John McClenahen | Former Senior Editor, IndustryWeek

 John S. McClenahen, is an occasional essayist on the Web site of IndustryWeek, the executive management publication from which he retired in 2006. He began his journalism career as a broadcast journalist at Westinghouse Broadcasting’s KYW in Cleveland, Ohio. In May 1967, he joined Penton Media Inc. in Cleveland and in September 1967 was transferred to Washington, DC, the base from which for nearly 40 years he wrote primarily about national and international economics and politics, and corporate social responsibility.
      
      McClenahen, a native of Ohio now residing in Maryland, is an award-winning writer and photographer. He is the author of three books of poetry, most recently An Unexpected Poet (2013), and several books of photographs, including Black, White, and Shades of Grey (2014). He also is the author of a children’s book, Henry at His Beach (2014).
      
      His photograph “Provincetown: Fog Rising 2004” was selected for the Smithsonian Institution’s 2011 juried exhibition Artists at Work and displayed in the S. Dillon Ripley Center at the Smithsonian Institution in Washington, D.C., from June until October 2011. Five of his photographs are in the collection of St. Lawrence University and displayed on campus in Canton, New York.
      
      John McClenahen’s essay “Incorporating America: Whitman in Context” was designated one of the five best works published in The Journal of Graduate Liberal Studies during the twelve-year editorship of R. Barry Leavis of Rollins College. John McClenahen’s several journalism prizes include the coveted Jesse H. Neal Award. He also is the author of the commemorative poem “Upon 50 Years,” celebrating the fiftieth anniversary of the founding of Wolfson College Cambridge, and appearing in “The Wolfson Review.”
      
      John McClenahen received a B.A. (English with a minor in government) from St. Lawrence University, an M.A., (English) from Western Reserve University, and a Master of Arts in Liberal Studies from Georgetown University, where he also pursued doctoral studies.
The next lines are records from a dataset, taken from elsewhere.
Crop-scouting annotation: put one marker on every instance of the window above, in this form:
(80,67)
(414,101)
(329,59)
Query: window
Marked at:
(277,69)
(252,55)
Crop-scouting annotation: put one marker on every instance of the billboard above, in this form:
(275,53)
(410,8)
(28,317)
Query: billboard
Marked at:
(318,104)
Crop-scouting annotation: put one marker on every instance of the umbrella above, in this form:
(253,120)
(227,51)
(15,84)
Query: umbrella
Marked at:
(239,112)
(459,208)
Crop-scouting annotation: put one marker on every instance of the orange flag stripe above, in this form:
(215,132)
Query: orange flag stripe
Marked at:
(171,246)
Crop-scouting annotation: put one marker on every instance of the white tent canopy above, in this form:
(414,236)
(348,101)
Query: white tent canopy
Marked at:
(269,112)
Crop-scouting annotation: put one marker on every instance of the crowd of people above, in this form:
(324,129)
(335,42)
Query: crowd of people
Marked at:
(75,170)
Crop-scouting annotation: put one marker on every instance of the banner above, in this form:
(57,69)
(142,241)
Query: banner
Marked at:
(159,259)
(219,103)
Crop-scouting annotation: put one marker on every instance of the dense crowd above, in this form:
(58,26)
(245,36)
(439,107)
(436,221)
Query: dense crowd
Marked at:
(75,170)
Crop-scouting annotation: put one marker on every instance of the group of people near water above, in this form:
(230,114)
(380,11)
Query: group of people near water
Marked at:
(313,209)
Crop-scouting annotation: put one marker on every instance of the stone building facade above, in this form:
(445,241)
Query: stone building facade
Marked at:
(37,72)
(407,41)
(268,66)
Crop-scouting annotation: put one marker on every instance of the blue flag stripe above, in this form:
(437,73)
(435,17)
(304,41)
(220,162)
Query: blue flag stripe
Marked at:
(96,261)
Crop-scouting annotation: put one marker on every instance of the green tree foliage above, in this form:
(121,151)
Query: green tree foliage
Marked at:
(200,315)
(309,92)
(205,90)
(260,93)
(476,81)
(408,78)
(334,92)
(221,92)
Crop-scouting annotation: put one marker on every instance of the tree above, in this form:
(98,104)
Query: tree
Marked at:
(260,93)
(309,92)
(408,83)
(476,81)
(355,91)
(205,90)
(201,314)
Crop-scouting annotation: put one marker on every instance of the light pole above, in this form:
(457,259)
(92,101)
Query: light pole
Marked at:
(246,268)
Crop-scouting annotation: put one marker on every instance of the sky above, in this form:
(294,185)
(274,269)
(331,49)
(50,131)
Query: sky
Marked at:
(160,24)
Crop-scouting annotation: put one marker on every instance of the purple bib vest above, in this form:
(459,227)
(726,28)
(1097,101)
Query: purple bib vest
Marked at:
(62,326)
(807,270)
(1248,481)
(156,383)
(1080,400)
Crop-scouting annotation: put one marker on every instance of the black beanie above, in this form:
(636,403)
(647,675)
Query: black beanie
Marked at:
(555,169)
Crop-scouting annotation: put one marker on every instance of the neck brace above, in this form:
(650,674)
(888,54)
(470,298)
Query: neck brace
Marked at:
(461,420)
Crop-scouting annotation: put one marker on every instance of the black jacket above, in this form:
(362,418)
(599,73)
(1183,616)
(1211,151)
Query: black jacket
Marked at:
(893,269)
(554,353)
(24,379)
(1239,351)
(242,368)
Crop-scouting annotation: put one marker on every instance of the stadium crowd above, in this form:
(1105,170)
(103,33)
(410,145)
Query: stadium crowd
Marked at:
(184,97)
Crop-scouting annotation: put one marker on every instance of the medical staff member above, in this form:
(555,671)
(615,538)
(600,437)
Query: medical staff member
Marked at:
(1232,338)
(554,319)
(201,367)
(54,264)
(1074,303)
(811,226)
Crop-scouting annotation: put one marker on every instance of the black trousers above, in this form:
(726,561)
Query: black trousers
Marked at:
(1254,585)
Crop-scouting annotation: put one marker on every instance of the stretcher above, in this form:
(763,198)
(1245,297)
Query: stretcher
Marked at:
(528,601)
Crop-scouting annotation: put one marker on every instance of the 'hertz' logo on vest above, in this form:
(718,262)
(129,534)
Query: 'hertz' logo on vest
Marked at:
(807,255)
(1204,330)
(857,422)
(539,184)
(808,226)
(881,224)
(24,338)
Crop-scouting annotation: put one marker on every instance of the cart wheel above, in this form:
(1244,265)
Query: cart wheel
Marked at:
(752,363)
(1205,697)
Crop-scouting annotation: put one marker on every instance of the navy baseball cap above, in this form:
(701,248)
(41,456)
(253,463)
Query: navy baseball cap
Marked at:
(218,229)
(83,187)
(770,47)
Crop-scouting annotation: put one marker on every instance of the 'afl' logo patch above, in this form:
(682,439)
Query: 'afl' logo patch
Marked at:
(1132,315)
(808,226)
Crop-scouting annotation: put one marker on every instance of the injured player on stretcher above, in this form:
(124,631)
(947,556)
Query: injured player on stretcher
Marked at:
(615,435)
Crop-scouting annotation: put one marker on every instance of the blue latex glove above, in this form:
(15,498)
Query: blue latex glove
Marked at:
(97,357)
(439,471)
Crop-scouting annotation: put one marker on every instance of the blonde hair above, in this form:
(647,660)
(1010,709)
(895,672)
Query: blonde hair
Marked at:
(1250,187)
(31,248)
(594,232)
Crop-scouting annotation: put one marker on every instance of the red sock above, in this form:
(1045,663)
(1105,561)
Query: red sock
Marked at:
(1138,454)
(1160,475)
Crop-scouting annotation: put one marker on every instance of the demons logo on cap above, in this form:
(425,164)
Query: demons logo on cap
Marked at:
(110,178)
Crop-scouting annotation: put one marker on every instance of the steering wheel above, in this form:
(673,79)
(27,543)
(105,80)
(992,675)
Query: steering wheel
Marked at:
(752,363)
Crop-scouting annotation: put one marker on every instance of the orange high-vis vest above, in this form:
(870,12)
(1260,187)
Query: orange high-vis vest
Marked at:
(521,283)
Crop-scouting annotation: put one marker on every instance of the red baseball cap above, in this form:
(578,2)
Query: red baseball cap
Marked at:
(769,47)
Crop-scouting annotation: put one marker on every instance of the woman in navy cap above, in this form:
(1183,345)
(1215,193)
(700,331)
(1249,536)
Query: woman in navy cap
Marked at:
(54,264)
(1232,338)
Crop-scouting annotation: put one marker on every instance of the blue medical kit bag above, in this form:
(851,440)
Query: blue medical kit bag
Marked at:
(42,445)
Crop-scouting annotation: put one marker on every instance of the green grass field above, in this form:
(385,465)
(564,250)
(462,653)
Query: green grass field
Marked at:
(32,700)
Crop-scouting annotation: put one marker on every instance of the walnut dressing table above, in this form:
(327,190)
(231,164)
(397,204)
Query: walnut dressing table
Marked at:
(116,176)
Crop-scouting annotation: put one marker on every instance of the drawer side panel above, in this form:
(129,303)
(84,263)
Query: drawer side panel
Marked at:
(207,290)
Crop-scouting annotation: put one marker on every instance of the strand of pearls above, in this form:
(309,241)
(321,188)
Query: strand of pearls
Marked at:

At St. Lawrence University, he was elected to academic honor societies in English and government and to Omicron Delta Kappa, the University’s highest undergraduate honor. John McClenahen was a participant in the 32nd Annual Wharton Seminars for Journalists at the Wharton School at the University of Pennsylvania in Philadelphia. During the Easter Term of the 1986 academic year, John McClenahen was the first American to hold a prestigious Press Fellowship at Wolfson College, Cambridge, in the United Kingdom.
      
      John McClenahen has served on the Editorial Board of Confluence: The Journal of Graduate Liberal Studies and was co-founder and first editor of Liberal Studies at Georgetown. He has been a volunteer researcher on the William Steinway Diary Project at the Smithsonian Institution, Washington, D.C., and has been an assistant professorial lecturer at The George Washington University in Washington, D.C.